Hopkins and the management team decided that phase one of implementing OpenGov would be dedicated to ensuring a smooth transition for employees. The first step was to purchase 82 iPads and distribute them to all the crews. “They’re simple to use,” said Hopkins. “All they see is what’s on the iPad and it’s a lot less intimidating.”
“The data is more accurate because it’s recorded on the spot by those who did the work.”
In an effort to devise an uncomplicated training tool, they came up with an idea to create an asset called “flags.” Anderson County maintains 60 flags—not only county, state, and U.S., but flags of every country represented by the county’s businesses. “The flags are important for putting on our best face for our industry,” said Hopkins. Rather than sending out personnel specifically to inspect flags, OpenGov made it easy to send a task notice to anyone near a flag location.

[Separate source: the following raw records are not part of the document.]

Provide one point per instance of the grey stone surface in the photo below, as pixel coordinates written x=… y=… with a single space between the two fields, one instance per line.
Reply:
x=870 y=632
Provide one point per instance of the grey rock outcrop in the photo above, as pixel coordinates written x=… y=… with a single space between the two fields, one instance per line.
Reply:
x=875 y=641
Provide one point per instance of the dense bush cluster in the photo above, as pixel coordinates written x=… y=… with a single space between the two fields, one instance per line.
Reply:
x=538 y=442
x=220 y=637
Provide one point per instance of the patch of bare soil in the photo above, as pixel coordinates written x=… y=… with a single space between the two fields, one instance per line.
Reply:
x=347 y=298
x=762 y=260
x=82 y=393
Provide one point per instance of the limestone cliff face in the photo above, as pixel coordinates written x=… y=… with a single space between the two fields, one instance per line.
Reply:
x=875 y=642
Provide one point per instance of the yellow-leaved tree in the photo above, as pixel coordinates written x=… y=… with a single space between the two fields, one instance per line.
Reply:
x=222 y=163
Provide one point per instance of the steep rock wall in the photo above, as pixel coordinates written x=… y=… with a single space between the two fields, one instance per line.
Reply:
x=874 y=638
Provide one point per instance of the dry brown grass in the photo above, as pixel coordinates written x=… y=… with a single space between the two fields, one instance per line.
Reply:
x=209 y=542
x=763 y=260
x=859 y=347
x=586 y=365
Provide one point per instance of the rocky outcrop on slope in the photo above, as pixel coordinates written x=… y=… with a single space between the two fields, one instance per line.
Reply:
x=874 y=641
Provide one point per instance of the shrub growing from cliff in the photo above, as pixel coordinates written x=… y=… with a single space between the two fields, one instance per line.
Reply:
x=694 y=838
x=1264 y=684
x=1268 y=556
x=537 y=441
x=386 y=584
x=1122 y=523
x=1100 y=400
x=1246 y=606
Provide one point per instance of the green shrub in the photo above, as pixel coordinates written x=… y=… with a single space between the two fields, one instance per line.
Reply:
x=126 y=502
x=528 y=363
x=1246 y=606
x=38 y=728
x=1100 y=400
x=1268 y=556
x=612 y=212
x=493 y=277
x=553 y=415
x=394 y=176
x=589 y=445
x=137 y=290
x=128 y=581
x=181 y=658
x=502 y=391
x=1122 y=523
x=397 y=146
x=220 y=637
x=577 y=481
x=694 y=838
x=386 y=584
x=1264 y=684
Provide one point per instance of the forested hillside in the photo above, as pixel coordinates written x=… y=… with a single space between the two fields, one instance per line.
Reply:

“Flags are a simple asset that everyone can understand and judge the same way,” said Hopkins. “They could easily see how tasks and assets work together and grasp features of the program, such as modeling and deterioration curves.” The system was set up with images so workers could identify the international flags. They would record conditions such as fading colors, torn edges, and tattered ropes.
This training not only got personnel accustomed to the system, but also demonstrated the value of sharing information among departments. For example, the county has added a field to the all county pavement management software inspection form asking road crews to rate the amount of litter on the road being inspected.
“It has nothing to do with road maintenance, but it’s a huge help to the Solid Waste Department in keeping the community clean,” said Hopkins. “The solid waste manager can turn on his filters and see color codes for litter conditions from ‘excellent’ to ‘severe’ on all county roads in one glance.” This saves costs for one department without adding costs to another.
Anderson County has also realized efficiencies by having crews enter their time in the field as they complete the work. This has saved thousands of dollars in time spent by supervisors who previously entered employees’ hours. “The data is also more accurate because it’s recorded on the spot by those who did the work,” added Hopkins.
With the success of phase one, employees are ready to tackle phase two: entering the inventory of all of the assets maintained by the Public Works Division.